This script, does, produce large memory usage for Kapacitor, but has stabilized -- probably due to cardinality, which, is "high". The dot graph for about 30 minutes of data flow randomly in a day is:
DOT:
digraph ips_and_stores {
graph [throughput="15066.77 points/s"];
stream0 [avg_exec_time_ns="0s" errors="0" working_cardinality="0" ];
stream0 -> from1 [processed="34578588"];
from1 [avg_exec_time_ns="16.657µs" errors="0" working_cardinality="0" ];
from1 -> barrier2 [processed="34578588"];
barrier2 [avg_exec_time_ns="13.455µs" errors="0" working_cardinality="195103" ];
barrier2 -> state_count3 [processed="34578456"];
state_count3 [avg_exec_time_ns="36.458µs" errors="0" working_cardinality="195103" ];
state_count3 -> state_count4 [processed="34578456"];
state_count4 [avg_exec_time_ns="31.051µs" errors="0" working_cardinality="195103" ];
state_count4 -> eval5 [processed="34578456"];
eval5 [avg_exec_time_ns="56.633µs" errors="0" working_cardinality="195103" ];
eval5 -> alert6 [processed="34578456"];
alert6 [alerts_inhibited="0" alerts_triggered="553" avg_exec_time_ns="86.608µs" crits_triggered="0" errors="0" infos_triggered="0" oks_triggered="272" warns_triggered="281" working_cardinality="195103" ];
On second look though at the data coming out of the stream here, I don't think this is doing what I want.

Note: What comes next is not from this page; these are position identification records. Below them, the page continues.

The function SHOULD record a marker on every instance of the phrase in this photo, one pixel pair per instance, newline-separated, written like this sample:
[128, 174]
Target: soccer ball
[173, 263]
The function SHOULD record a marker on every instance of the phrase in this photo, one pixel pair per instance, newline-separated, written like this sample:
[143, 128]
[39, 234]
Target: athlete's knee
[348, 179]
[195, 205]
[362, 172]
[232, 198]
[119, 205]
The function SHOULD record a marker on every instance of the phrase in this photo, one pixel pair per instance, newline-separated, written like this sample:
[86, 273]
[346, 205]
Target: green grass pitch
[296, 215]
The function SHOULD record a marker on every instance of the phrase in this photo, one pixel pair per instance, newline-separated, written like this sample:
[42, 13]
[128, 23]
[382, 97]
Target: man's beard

As suggested in this thread earlier, the alert() node takes considerable memory with its configured parameters to suppress x minutes of state changes, history, flapping, etc... Particularly since we know that barrier node signals don't make it through the join node at the moment.
Example tick scripts:
dbrp "toptraffic"."autogen"
var trafficByIPAndStoreIDStream = stream
|from()
.groupBy('ip', 'id')
.measurement('ips_and_stores')
|barrier()
.period(121s)
// the period for the barrier should be +1 unit over the period defined in the downstream window
.delete(TRUE)
|window()
.period(120s)
.every(5s)
|default()
// count is not set the filebeat-udp messenger, so we add it to each point coming through with a value of 1
.field('count', 1)
var storeLBTrafficStream = trafficByIPAndStoreIDStream
|where(lambda: "src" == 1)
// the filebeat-udp message source sets the `src` field key to the value 1 for the store LB
|sum('count')
// we sum on count here and not upstream because this operation drops all other fields from the forward point
.as('totalCount')
var sharedLBTrafficStream = trafficByIPAndStoreIDStream
|where(lambda: "src" == 2)
// the filebeat-udp message source sets the `src` field key to the value 2 for the shared LB
|sum('count')
// see the other sum message ^^^
.as('totalCount')
var joinedTrafficStream = storeLBTrafficStream
|join(sharedLBTrafficStream)
.as('storelb', 'sharedlb')
joinedTrafficStream
|alert()
.warn(lambda: int("storelb.totalCount") > 50000 OR int("sharedlb.totalCount") > 50000 OR int("storelb.totalCount") + int("sharedlb.totalCount") > 50000)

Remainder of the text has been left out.